JOHANNESBURG (AP) — In tweets, songs, telephone calls, cards and more, messages of love have come from across South Africa and the world for 94-year-old Nelson Mandela, giving the family comfort and hope as he remains hospitalized in serious condition with a lung infection, his wife said Monday.

As the anti-apartheid hero spent a 10th day in the hospital, Graca Machel expressed the family’s gratitude for the support “from South Africans, Africans across the continent, and thousands more from across the world … to lighten the burden of anxiety; bringing us love, comfort and hope.”

Machel has already experienced the loss of a husband. Mozambican President Samora Machel, her first husband, died in a plane crash in 1986. Machel and Mandela married in 1998, marking Mandela’s third marriage and her second.

People have carried “get well soon” placards outside the Mediclinic Heart Hospital in Pretoria where Mandela is being treated. They have prayed for him in churches across this nation of roughly 50 million. Schoolchildren have come to his home in Johannesburg to sing. Even though he was not there to hear them, the voices gave solace to his family.

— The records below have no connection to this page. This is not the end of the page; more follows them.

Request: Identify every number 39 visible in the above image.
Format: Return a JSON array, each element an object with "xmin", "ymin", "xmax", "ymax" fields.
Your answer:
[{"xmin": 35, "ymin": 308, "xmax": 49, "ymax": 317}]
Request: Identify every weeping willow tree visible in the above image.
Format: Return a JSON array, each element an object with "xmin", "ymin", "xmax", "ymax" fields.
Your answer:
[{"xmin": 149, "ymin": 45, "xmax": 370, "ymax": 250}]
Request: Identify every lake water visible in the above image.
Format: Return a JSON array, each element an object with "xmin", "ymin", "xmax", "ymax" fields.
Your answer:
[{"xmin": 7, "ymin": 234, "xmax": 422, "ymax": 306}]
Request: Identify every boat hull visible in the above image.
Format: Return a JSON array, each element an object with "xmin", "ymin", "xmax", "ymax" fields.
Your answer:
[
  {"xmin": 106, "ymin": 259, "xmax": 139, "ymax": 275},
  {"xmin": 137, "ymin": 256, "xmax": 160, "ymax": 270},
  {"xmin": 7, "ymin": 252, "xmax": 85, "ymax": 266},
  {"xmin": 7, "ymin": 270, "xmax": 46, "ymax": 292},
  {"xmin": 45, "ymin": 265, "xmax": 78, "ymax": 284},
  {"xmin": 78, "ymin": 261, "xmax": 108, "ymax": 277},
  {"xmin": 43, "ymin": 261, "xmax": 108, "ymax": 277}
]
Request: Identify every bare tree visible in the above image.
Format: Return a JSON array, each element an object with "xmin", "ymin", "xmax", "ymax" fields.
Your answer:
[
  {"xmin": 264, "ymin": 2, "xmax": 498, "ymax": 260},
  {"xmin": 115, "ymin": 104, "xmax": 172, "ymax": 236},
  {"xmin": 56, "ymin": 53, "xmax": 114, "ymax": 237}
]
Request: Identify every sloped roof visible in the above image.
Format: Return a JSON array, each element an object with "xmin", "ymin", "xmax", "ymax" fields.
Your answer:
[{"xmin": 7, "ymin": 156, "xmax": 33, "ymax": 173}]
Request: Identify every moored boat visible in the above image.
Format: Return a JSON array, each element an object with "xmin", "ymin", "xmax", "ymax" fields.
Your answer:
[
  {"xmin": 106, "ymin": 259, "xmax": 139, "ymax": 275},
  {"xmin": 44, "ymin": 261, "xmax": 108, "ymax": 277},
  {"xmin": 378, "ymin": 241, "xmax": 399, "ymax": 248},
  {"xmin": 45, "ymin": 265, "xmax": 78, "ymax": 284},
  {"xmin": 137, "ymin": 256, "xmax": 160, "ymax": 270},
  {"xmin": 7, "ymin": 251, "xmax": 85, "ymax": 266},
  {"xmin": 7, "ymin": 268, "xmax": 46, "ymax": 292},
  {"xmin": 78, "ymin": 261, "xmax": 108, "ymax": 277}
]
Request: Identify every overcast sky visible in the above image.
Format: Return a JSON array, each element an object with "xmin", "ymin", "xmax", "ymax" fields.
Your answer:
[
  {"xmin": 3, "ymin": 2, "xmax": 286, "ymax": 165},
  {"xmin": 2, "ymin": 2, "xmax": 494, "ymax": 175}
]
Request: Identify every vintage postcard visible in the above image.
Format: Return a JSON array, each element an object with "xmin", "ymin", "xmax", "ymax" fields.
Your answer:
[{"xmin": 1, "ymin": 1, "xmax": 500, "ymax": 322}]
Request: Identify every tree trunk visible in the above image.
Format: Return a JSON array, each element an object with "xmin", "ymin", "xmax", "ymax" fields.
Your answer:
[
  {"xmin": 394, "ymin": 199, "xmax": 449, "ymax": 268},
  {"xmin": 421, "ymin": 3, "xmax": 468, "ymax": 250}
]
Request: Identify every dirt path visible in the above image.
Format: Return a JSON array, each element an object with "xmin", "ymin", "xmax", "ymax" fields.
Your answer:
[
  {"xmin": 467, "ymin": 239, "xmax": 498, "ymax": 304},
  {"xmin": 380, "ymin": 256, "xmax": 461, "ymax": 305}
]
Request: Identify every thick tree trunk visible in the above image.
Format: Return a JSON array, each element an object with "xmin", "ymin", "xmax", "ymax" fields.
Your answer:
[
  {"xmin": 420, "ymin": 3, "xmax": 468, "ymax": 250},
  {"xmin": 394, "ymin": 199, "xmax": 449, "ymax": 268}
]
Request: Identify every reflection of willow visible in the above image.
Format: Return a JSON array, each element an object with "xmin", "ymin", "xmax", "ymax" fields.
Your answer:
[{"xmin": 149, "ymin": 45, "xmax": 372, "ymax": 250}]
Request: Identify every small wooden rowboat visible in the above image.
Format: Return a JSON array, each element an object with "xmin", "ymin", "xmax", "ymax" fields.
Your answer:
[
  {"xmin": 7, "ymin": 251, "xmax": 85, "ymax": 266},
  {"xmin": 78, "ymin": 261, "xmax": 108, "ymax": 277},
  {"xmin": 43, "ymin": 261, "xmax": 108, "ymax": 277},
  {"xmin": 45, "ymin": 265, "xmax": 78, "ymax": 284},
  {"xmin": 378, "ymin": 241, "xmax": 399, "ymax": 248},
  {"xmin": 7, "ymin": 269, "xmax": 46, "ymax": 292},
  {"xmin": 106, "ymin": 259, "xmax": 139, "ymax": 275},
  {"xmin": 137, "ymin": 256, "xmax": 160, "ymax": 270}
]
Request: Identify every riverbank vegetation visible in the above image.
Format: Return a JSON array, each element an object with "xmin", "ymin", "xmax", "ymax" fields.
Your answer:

“The messages have come by letter, by SMS, by phone, by Twitter, by Facebook, by email, cards, flowers and the human voice, in particular the voices of children in schools or singing outside our home,” Machel said in a statement. “We have felt the closeness of the world and the deepest meaning of strength and peace.”

President Jacob Zuma said Sunday that Mandela remains in serious condition but that his doctors are seeing sustained improvements. Zuma said Mandela is engaging with family during visits.

The leader of South Africa’s anti-apartheid movement, Mandela spent 27 years in prison during white racist rule. He is vulnerable to respiratory problems since contracting tuberculosis during his long imprisonment. The bulk of that period was spent on Robben Island off the coast of Cape Town where Mandela and other prisoners toiled in a dusty stone quarry.

He was freed in 1990 and became South Africa’s first black president in 1994.

The Nobel Peace Prize laureate divorced his second wife, Winnie, in 1996. However in recent years she has joined him and Machel at family events. Winnie Madikizela-Mandela has been a frequent visitor to Mandela during his latest hospitalization.

This marks Mandela’s fourth hospital stay since December.

Mandela “once said: ‘What counts in life is not the mere fact that we have lived. It is what difference we have made in the lives of others,'” Machel said. “I have thought of his words on each occasion the world stood with him, making a difference to him, in his healing.”